# Speaker Options! Opinions needed!



## Bo$$ (Jan 23, 2013)

Hi, I'm looking for a new Sound card and a new set of 5.1 speakers.
I'm coming from an Audigy 2
I'm considering a Xonar D1 or a Creative Extreme music


And Speakers, I use a 5.1 set and coming from a set of T5900 i would like a upgrade in terms of quality rather than sound level  I'm considering a set of Microlab FC730,FC360 or a set of creative or Logitech

Budget is £100 maybe $150ish absolute max
I'm open to suggestions and would really like some insight from others


----------



## KingPing (Jan 23, 2013)

Xonar D1, DX
Creative X-fi Titanium 

Have both, both sounds great, especially if you find them cheap.

I think you mean Xtreme Audio instead of Xtreme Music, avoid them, they are outdated. Avoid also the Recon 3D series if you care about sound quality, because it's barely better then onboard audio.


----------



## Bo$$ (Jan 24, 2013)

KingPing said:


> Xonar D1, DX
> Creative X-fi Titanium
> 
> Have both, both sounds great, especially if you find them cheap.
> ...





Thank you I think I'll go with the xonar in that case! as that creative card is more than double the price!! 


Now Speakers! How is Microlabs as a brand??


----------



## KingPing (Jan 24, 2013)

Bo$$ said:


> Thank you I think I'll go with the xonar in that case! as that creative card is more than double the price!!
> 
> 
> Now Speakers! How is Microlabs as a brand??





I don't know, i use headphones, speakers are not my strong point.

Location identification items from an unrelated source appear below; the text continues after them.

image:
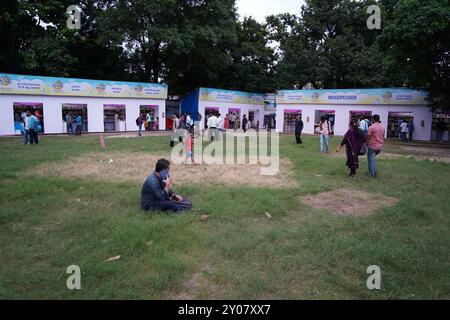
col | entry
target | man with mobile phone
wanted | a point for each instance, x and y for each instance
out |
(157, 194)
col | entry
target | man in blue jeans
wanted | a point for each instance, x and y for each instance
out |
(156, 192)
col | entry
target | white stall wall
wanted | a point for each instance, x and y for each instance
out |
(342, 114)
(224, 107)
(53, 122)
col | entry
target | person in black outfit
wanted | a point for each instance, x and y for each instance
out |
(298, 129)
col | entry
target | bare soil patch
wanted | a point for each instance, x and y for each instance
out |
(135, 167)
(349, 202)
(199, 286)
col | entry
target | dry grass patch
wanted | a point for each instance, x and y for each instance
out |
(135, 167)
(349, 202)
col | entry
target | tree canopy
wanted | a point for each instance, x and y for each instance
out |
(192, 43)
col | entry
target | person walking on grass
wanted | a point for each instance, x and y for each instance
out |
(227, 122)
(26, 134)
(411, 129)
(375, 141)
(245, 123)
(212, 127)
(139, 123)
(188, 148)
(353, 141)
(298, 129)
(364, 125)
(33, 127)
(325, 131)
(157, 194)
(232, 120)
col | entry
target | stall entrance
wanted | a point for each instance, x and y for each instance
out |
(270, 121)
(330, 115)
(253, 117)
(208, 113)
(440, 128)
(151, 118)
(74, 110)
(290, 116)
(114, 117)
(357, 115)
(395, 119)
(20, 109)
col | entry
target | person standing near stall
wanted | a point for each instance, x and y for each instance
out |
(69, 124)
(26, 134)
(298, 129)
(404, 130)
(227, 122)
(411, 129)
(79, 124)
(232, 120)
(353, 141)
(325, 131)
(375, 142)
(244, 123)
(33, 127)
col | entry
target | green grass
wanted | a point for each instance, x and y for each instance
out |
(301, 253)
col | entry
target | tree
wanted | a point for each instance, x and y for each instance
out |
(252, 67)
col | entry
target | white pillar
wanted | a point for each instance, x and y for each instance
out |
(52, 116)
(162, 114)
(132, 112)
(95, 116)
(6, 116)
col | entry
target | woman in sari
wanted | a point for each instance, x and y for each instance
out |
(353, 141)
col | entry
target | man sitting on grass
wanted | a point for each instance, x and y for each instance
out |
(157, 195)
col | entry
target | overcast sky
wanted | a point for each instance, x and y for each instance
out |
(259, 9)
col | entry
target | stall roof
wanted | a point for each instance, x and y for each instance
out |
(383, 96)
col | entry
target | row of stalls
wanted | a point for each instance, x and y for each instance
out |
(393, 105)
(107, 106)
(280, 111)
(104, 106)
(259, 108)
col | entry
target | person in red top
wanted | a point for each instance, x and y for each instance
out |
(375, 141)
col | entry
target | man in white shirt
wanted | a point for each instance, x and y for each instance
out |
(212, 126)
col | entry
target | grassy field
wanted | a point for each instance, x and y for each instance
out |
(49, 223)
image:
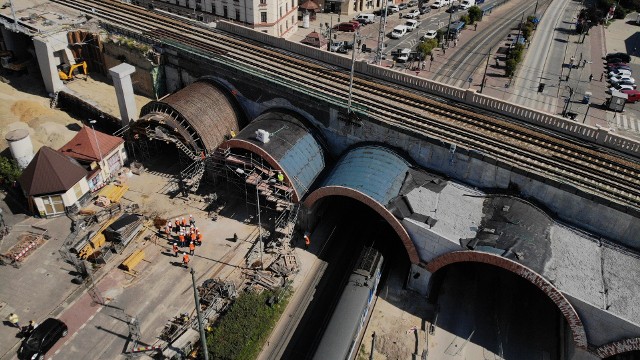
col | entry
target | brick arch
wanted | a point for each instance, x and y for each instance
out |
(567, 310)
(334, 190)
(236, 143)
(618, 347)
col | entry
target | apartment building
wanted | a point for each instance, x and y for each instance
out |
(274, 17)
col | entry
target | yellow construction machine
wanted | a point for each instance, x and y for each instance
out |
(67, 73)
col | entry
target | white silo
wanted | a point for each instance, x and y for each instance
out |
(20, 146)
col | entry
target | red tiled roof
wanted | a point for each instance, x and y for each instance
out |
(84, 147)
(50, 172)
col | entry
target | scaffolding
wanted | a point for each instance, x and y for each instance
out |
(249, 175)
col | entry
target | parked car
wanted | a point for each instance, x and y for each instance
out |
(622, 56)
(633, 95)
(42, 338)
(403, 55)
(348, 26)
(431, 34)
(619, 72)
(439, 3)
(412, 24)
(619, 87)
(614, 66)
(620, 78)
(453, 9)
(336, 45)
(413, 14)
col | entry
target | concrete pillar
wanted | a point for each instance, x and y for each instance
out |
(121, 75)
(48, 65)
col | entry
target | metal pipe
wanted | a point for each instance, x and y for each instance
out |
(203, 339)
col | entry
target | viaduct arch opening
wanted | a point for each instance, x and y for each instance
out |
(551, 293)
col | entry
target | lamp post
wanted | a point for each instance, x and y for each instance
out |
(97, 143)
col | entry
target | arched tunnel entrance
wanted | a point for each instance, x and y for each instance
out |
(345, 226)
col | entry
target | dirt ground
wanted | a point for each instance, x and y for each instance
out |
(26, 105)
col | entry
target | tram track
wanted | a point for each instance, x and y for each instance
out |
(520, 146)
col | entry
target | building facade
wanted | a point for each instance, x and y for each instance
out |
(274, 17)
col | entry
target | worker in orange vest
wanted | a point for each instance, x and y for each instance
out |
(185, 260)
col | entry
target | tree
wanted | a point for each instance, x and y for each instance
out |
(475, 13)
(9, 170)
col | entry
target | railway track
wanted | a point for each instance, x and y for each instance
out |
(561, 159)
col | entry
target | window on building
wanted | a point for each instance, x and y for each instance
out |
(77, 190)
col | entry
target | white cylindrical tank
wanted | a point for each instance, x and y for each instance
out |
(20, 146)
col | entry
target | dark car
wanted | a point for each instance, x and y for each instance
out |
(42, 338)
(622, 56)
(347, 26)
(453, 8)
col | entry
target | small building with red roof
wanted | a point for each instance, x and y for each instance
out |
(55, 184)
(101, 154)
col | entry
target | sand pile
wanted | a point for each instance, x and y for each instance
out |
(47, 126)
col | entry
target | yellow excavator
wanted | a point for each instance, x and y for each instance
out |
(67, 73)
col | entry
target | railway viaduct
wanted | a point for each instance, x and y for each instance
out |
(577, 241)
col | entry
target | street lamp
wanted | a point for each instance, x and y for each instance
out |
(97, 142)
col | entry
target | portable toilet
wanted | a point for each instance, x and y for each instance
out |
(617, 100)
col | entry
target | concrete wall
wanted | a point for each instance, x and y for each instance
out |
(142, 76)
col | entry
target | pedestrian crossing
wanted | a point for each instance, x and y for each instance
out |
(627, 122)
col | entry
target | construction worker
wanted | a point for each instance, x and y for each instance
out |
(176, 250)
(14, 320)
(185, 259)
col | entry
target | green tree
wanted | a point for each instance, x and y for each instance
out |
(9, 170)
(475, 13)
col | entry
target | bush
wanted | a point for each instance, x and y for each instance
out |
(475, 13)
(466, 19)
(426, 47)
(9, 170)
(243, 329)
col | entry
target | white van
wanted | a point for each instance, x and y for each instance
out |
(399, 31)
(367, 18)
(412, 24)
(466, 4)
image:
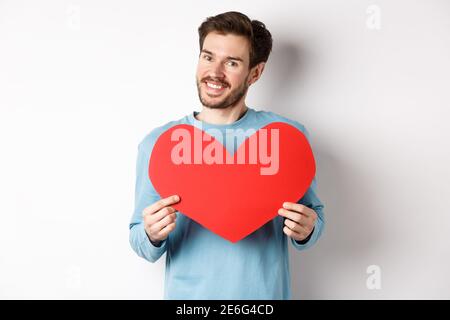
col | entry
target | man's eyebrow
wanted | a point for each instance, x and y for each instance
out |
(229, 58)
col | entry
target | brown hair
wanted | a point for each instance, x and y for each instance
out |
(239, 24)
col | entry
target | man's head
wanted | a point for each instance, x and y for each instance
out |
(233, 53)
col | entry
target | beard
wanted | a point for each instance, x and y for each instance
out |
(227, 101)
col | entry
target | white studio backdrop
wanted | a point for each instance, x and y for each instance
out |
(82, 82)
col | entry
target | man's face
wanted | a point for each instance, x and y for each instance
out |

If you go for the Xonar, and if you have problems with the stock ASUS drivers, use the Unified drivers. http://brainbit.wordpress.com/


----------



## Bo$$ (Jan 24, 2013)

KingPing said:


> If you go for the Xonar, and if you have problems with the stock ASUS drivers, use the Unified drivers. http://brainbit.wordpress.com/



Ah yes, i heard about those ones, I'm using modded drivers for my Audigy 2 right now. For it's never really been to much of an issue


----------



## jagd (Jan 25, 2013)

Microlab considered very nice price/performance speaker maker ,their  solo7c series speakers were legend , also quite populer in my country i did not use personally but in my radar with edifier .Model based info search will be better for you fyi i concentrated 2.0 and 2.1 speakers atm 



Bo$$ said:


> Now Speakers! How is Microlabs as a brand??


----------



## Bo$$ (Jan 25, 2013)

jagd said:


> Model based info search will be better for you fyi i concentrated 2.0 and 2.1 speakers atm



I've had a look and i've not seen anything in relation to the 5.1 setups plus reviews are Extremely hard to find, all i've heard are good things but since i had never heard of them i was really skeptical!


----------



## jagd (Jan 25, 2013)

Youtube sometimes best place to look ,you may find usefull videos and user comments .Go to youtube search for model you are thinking you may find a review

Edit : I forgot a part of last sentence it should be '' i concentrated 2.0 and 2.1 speakers atm and cant help more to you ''


----------



## Bo$$ (Jan 25, 2013)

jagd said:


> Youtube sometimes best place to look ,you may find usefull videos and user comments .Go to youtube search for model you are thinking you may find a review



I Did look all of them are in Russian so are little help to me, I can't even translate it


----------



## Bo$$ (Jan 27, 2013)

Found another set of speakers it's now between the O-Tone Stilo 5.1 or the Microlab FC 360 5.1 
I'm Having difficulty picking!!


----------



## jagd (Jan 27, 2013)

Hoıw much is O-tone ? Amazon shows 169£ for stilo 5.1 , if it is than it is not fair to compare them i think .But if you raised budgetto 170£ look at this http://www.amazon.co_uk/dp/B0069J199W/?tag=tec053-21


----------



## Bo$$ (Jan 27, 2013)

jagd said:


> Hoıw much is O-tone ? Amazon shows 169£ for stilo 5.1 , if it is than it is not fair to compare them i think .But if you raised budgetto 170£ look at this http://www.amazon.co_uk/dp/B0069J199W/?tag=tec053-21



I just pulled the trigger on the OTONE it was £169 with free next day delivery from their website, it looks like a very solid unit. Heard some good things about it  I wanted to stay closer to £150 as i'll need some cash for the sound card


----------